Financial Report Revealed by Conduit Holdings
Conduit Holdings, the parent company of Conduit Re, a multi-line Bermuda-based reinsurance business, has announced its interim results for the six months ended 30 June 2025. The period was marked by particularly severe natural catastrophes and significant risk losses for the industry, as reflected in the undiscounted combined ratio of 122.1% for this period.
Despite these challenges, Conduit Holdings has delivered 8.9% growth in gross premiums written for the six months ended 30 June 2025, reaching over $803 million. This growth was supported by double-digit growth in property and casualty lines and a strong investment portfolio, which delivered a 3.9% return and a 29.8% increase in net investment income.
However, elevated loss activity, including wildfires, severe storms, aviation claims, and significant reserve increases related to the Ukraine situation, has negatively impacted underwriting results. As a result, the comprehensive loss for the first six months of the year was $13.5 million, representing a 1.3% return on equity.
In response to these challenges, Conduit Holdings is strategically repositioning its portfolio.
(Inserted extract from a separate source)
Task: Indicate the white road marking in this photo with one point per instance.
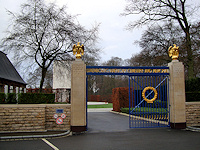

The company is focusing on increasing the share of excess of loss business to improve diversification and margins, enhancing portfolio resilience, and managing net exposure more effectively through broader outwards reinsurance protections, particularly against secondary perils.
This repositioning involves reducing certain quota share business and purchasing additional reinsurance, which is expected to result in lower premium growth and net reinsurance revenue in 2025. The process of rationalising quota share exposure is underway, leading to less premium in this area.
Neil Eckert, Chief Executive Officer, stated that the company is in a period of transition to position the business for more resilience. He emphasised that the strategic changes are focused on generating more stable and resilient returns for shareholders, and the company continues to target a mid-teens RoE across the cycle.
Despite experiencing a loss in the first half of 2025, Conduit has maintained its interim dividend in line with policy, signalling confidence in its financial foundation. The lower RoE outlook for 2025 is due to factors such as loss activity above normal expectations, development on reserves related to Ukraine, and the mentioned portfolio adjustments.
The company is also making targeted hires in underwriting, risk, and claims to strengthen its functional teams. Institutional investor interest, such as Third Avenue Value Fund, and the “hard market” environment provide opportunities, and Conduit is seen as well-positioned to navigate ongoing volatility.
In conclusion, Conduit Holdings is actively executing a strategic repositioning to build a more resilient and diversified portfolio while navigating a challenging claims environment, with a focus on delivering sustainable long-term returns despite near-term pressures on earnings and RoE. The company remains confident in its outlook and continues to target a mid-teens RoE across the cycle.
[1] Conduit Holdings Press Release, 2025 [2] Conduit Holdings Annual Report, 2024 [3] Conduit Holdings Q2 Earnings Call Transcript, 2025 [4] Third Avenue Value Fund Investor Presentation, 2025 [5] Reinsurance Magazine, 2025
- The interim results for Conduit Holdings, a reinsurance business, revealed a challenging claims environment, with elevated loss activity leading to a comprehensive loss of $13.5 million.
- As part of their strategic repositioning, Conduit Holdings is focusing on increasing the share of excess of loss business and purchasing additional reinsurance to improve diversification and margins, a move that is expected to result in lower premium growth and net reinsurance revenue in 2025.
- In response to the reinsurance industry's significant risk losses due to severe natural catastrophes, Conduit Holdings has maintained its interim dividend, signaling confidence in its financial foundation, despite experiencing a loss in the first half of 2025.